Data Extractor (Concept)

From Grooper Wiki
Revision as of 14:10, 16 April 2024 by Randallkinard (talk | contribs) (Randallkinard moved page Data Extractor to Data Extractor (Concept): new naming convention)

This article is about the current version of Grooper.

Note that some content may still need to be updated.

2025 2.90

"Data extractors" are Grooper objects or property configurations used to isolate and return information from text data on a page.

Data extractors (or simply "extractors") are used in a variety of ways, including (but not limited to):

  • Classify documents
  • Find data on a page you wish to store outside of Grooper
  • Separate documents

Extractors are highly configurable in terms of how data is targeted, how it is ordered and sorted, how text is pre-processed, what tolerance the extractor has for "fuzzy" results, how results are post-processed and more. However, at their core, extractors are simply tools used to parse text data from a larger text source (e.g. a single field from a whole document).

Extractor Types

Extractors are configured all over the place in Grooper. There are around 100 different configuration properties that allow you to configure an extractor to return data from a document. In older versions of Grooper, extraction was limited to simple regular expression pattern matching. As Grooper has evolved, we have developed a number of different mechanisms to extract information from a page or document. We call these different kinds of extractors "Extractor Types".

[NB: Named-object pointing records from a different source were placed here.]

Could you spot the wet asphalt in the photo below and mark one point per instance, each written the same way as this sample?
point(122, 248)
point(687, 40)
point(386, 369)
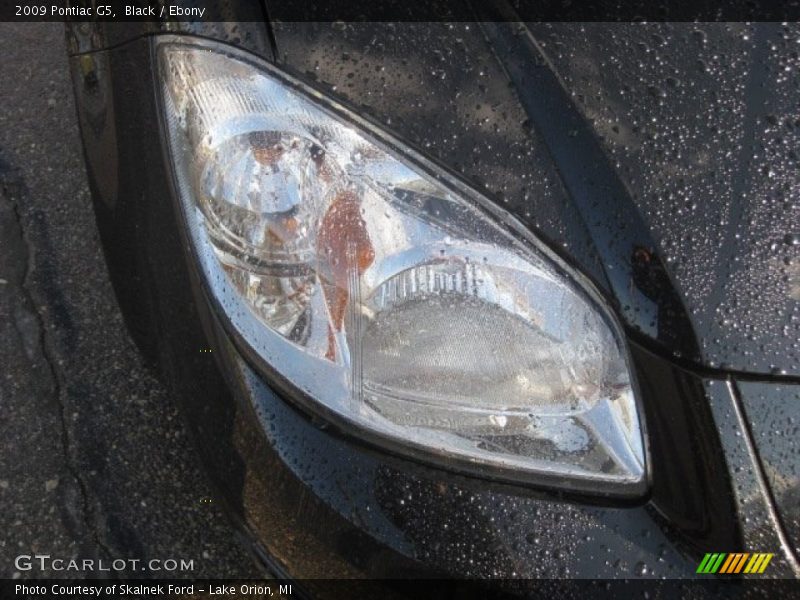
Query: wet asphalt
point(95, 461)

For any extractor property, you can choose one of the Extractor Types available in Grooper. For example, you might use the List Match extractor to match a state on a document from a list of US states. Or, you might use the Pattern Match extractor to extract dates of various date/time formats.

Currently, there are the following Extractor Types in Grooper:

Text Parsing Extractors

These Extractor Types primarily rely on regular expression, lists of values (such as a Lexicon of field labels) or other forms of text parsing to return values

FYI

Please note, regular expression and other forms of text parsing is the "bread and butter" of how Grooper data extraction works. Other Extractor Types may also utilize regex or other forms of text parsing as part of their configuration. These Extractor Types just rely on it more heavily.

OMR Extractors

These Extractor Types allow you to return values using optical mark recognition. These are useful for extracting values on documents that use checkboxes to detail information.

Barcode Extractors

These Extractor Types allow you to return a value encoded in a barcode.

Zonal Extractors

These Extractor Types extract by drawing a logical rectangle somewhere on a document. These are useful for extracting values on highly structured documents where field values are consistently located on the same position on the page for every document.

Miscellaneous Extractors

These Extractor Types have specialized uses and don't fit in well into the other categories.

Extractor Objects

Extractor objects are create as Grooper nodes in your Project. As objects, these extractors can be referenced by any extractor property, allowing them to be used over and over again by other resources in your Project.

There are three types of extractor objects:

  • Value Reader - This is the most basic extractor object, allowing you to configure a single Extractor Type.
  • Data Type - This extractor object allows you to reference other extractor objects and collate their results using one of Grooper's various Collation Providers.
  • Field Class - This is a special extractor that uses machine learning to return results.